What does zero partition function physically mean?

[cryptist]

Is there a physical process in thermodynamics that results the value of the partition function as zero?

When partition function is zero, then free energy becomes infinity, and it also yields negative entropy (at least within the system). Are there physical meanings of these?

 

[Studiot]

The partition function is defined by an exponential.

Can an exponential be zero?

 

[cryptist]

The partition function is defined by an exponential.

Can an exponential be zero?

Yes. Since Ʃ e^-βE_s is zero when T (temperature) goes to zero, or E_s goes to infinity.

 

[Studiot]

And when do these delightful occurrences happen?

 

[cryptist]

And when do these delightful occurrences happen?

What do you mean?

 

[Khashishi]

It means the system is impossible.

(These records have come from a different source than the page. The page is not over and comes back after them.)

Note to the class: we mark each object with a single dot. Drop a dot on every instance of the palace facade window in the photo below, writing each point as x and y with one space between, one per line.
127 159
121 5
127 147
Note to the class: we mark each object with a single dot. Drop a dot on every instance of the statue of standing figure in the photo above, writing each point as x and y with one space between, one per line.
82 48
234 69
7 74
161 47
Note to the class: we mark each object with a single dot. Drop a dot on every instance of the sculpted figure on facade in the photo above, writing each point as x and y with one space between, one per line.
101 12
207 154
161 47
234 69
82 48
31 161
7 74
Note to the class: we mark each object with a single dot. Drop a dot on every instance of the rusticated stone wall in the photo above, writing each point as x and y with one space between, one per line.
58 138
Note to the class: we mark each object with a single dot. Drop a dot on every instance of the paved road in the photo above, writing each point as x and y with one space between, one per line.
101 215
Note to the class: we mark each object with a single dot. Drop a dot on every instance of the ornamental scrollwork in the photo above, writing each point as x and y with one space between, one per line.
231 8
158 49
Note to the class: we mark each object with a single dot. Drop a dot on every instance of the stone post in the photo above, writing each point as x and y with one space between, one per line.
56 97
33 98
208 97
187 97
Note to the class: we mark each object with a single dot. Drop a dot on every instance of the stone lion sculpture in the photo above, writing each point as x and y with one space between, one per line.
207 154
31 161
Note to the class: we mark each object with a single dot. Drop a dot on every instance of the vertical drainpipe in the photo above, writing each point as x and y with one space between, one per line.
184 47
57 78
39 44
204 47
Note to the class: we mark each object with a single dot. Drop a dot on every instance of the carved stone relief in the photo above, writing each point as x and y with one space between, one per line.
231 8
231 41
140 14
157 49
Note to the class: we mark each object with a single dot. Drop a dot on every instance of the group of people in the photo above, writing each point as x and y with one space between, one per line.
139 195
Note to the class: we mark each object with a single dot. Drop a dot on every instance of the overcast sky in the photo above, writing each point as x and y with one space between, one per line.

There are no valid states, so it is unrealizable.

 

[Studiot]

What do you mean?

You asked what a zero partition function means.

You were so nearly there I'm sure you would rather work it out for yourself than just be told. It's not a question you would ask if you were not interested so I was trying to hint.

So I am basically saying look at the definition or formula for the partition function and ask

"under what conditions? ie under what values of the variables? can this equal zero"

and you will have worked out your answer.

Please note that your β = 1/kT so if T = 0 you are dividing by zero.

 

[cryptist]

Ok. I am just wondering, so, let's say that partition function is not zero but, close to zero. Then, free energy will be very very large. Is there a similar physical process of that? Or what does physically mean?

If there is no physical process like this, consider this as a hypothetical question. What would be the consequences?

 

[Studiot]

Bear in mind that the phrase 'close to zero' can be misleading.

The scale you refer to is like the temperature scale and the law of diminishing returns - non linear.

The closer you get the harder it become to achieve the next small increment.